Weddings

How to Feed Your Picky Wedding Guests

The secret to pleasing the dietarily demanding at your wedding.

Illustration by Britt Spencer.

The groom is a foodie who wants the menu to be locally sourced. The mother of the bride has gone vegetarian. And her mother insists that it isn’t a wedding without those little pastry-wrapped hot dogs.

It’s enough to give a bride heartburn.

Thankfully, there are solutions to most reception dining dilemmas. If the groom wants field-grown tomatoes in January, he’ll have to go pretty far afield. But there are enough chicken raisers, cheese makers, vintners, and other purveyors close to Washington to give your reception a home-grown ambience. Your caterer can help you devise a farm-to-table menu, and even serve it family style.

The vegetarian mother? She isn’t an obstacle. Special-menu requests are on the increase—low-fat, gluten-free, vegan— and customizing your menu may be as easy as changing the ingredients of a sauce or offering a wild-rice pilaf instead of a potato gratin.

As for Grandma and any other family member with a very specific request—my son-in-law staked his claim to steak—that’s why God invented hors d’oeuvres. Cocktail hour is also the place to indulge the couple’s passion for food that run-of-the-mill palates might eschew.
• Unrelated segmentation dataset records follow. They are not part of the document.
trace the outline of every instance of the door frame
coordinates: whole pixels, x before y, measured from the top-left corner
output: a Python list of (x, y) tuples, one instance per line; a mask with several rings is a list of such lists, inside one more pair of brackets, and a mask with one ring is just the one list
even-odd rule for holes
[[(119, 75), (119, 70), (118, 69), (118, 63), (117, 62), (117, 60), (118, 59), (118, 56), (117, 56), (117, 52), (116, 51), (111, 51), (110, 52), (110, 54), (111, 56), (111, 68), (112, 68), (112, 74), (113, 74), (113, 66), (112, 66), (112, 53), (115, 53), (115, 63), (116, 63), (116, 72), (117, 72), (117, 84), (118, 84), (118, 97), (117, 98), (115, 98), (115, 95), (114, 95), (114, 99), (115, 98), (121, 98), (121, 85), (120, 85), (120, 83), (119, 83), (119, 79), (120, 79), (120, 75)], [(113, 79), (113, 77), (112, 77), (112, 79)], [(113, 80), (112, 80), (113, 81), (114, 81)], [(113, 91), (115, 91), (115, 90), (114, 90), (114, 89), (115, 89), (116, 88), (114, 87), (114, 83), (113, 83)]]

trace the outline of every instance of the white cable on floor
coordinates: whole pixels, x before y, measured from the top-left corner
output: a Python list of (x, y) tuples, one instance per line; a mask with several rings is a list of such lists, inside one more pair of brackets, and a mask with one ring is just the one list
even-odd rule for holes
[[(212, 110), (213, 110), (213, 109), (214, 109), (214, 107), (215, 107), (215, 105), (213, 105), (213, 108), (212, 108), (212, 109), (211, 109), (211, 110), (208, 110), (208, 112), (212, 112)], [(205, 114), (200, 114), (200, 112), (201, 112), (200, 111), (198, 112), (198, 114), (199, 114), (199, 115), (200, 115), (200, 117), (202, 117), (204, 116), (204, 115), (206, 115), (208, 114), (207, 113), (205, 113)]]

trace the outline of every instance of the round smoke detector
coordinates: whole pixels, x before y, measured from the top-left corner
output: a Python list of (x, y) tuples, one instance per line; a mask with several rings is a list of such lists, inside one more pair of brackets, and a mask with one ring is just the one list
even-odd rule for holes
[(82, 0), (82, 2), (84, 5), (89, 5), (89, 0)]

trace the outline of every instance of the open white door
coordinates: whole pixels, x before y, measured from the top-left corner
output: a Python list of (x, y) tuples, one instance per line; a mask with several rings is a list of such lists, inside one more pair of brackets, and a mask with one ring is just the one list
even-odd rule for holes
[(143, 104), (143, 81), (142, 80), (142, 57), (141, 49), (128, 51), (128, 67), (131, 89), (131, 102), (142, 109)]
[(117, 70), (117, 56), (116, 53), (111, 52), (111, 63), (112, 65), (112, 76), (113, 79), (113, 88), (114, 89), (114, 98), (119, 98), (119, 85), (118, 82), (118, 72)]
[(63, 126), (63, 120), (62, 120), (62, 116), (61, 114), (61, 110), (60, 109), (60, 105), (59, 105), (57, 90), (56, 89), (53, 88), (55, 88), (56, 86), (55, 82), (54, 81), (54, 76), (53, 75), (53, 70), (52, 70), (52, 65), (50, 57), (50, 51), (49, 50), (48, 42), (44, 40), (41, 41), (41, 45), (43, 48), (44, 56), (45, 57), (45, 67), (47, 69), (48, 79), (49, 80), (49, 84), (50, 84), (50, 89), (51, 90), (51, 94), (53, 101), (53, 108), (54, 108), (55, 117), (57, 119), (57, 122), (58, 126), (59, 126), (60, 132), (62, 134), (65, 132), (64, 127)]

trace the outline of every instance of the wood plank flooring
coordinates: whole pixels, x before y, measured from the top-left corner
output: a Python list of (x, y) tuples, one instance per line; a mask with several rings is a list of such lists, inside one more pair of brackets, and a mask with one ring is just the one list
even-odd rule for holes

Bring on the eel sushi—as long as it’s one of several choices.

Many brides ask their guests to mention special dietary restrictions in their RSVP, and some invitees on a restrictive diet will tell you even if you don’t ask. Your unflinching caterer should be able and willing to make accommodations. She also will know not to hide the nuts or bury the shrimp in any dish she prepares—there’s nothing like a case of anaphylactic shock to ruin a good reception.

And the guest who shows up and makes on-the-spot demands? You can’t expect the kitchen to instantly produce a kosher meal, but there should still be something on the menu that can fill in. If all else fails, the troublesome one can eat the garnish.

One question wedding couples should ask, but rarely do: How much food do we need to serve? Menus can be unnecessary budget-busters, so keeping an eye on the length of the guest list and on portion size is a smart move.

You do need to offer enough food with cocktails so that guests don’t stagger drunkenly into the reception, and after all those canapés, you may not need to provide an appetizer. And assuming your wedding cake tastes as good as it looks, an additional dessert isn’t required. All the recent hoopla over dessert bars and candy corners—even cupcake food trucks—doesn’t mean guests are expecting anything beyond the traditional tiers.

A bride and groom should go above and beyond in accommodating their guests, but there is a limit when it comes to pleasing unreasonable people. One couple stated specifically on their wedding invitation that the affair was adults-only. A wedding guest brought her children anyway, and then complained about the lack of kid-friendly food at the reception. My advice for that astonished bride: Suggest that the mother and her offspring head to the nearest fast-food establishment with all deliberate speed.

And ignore the counsel of a certain French queen: Don’t let them eat the cake.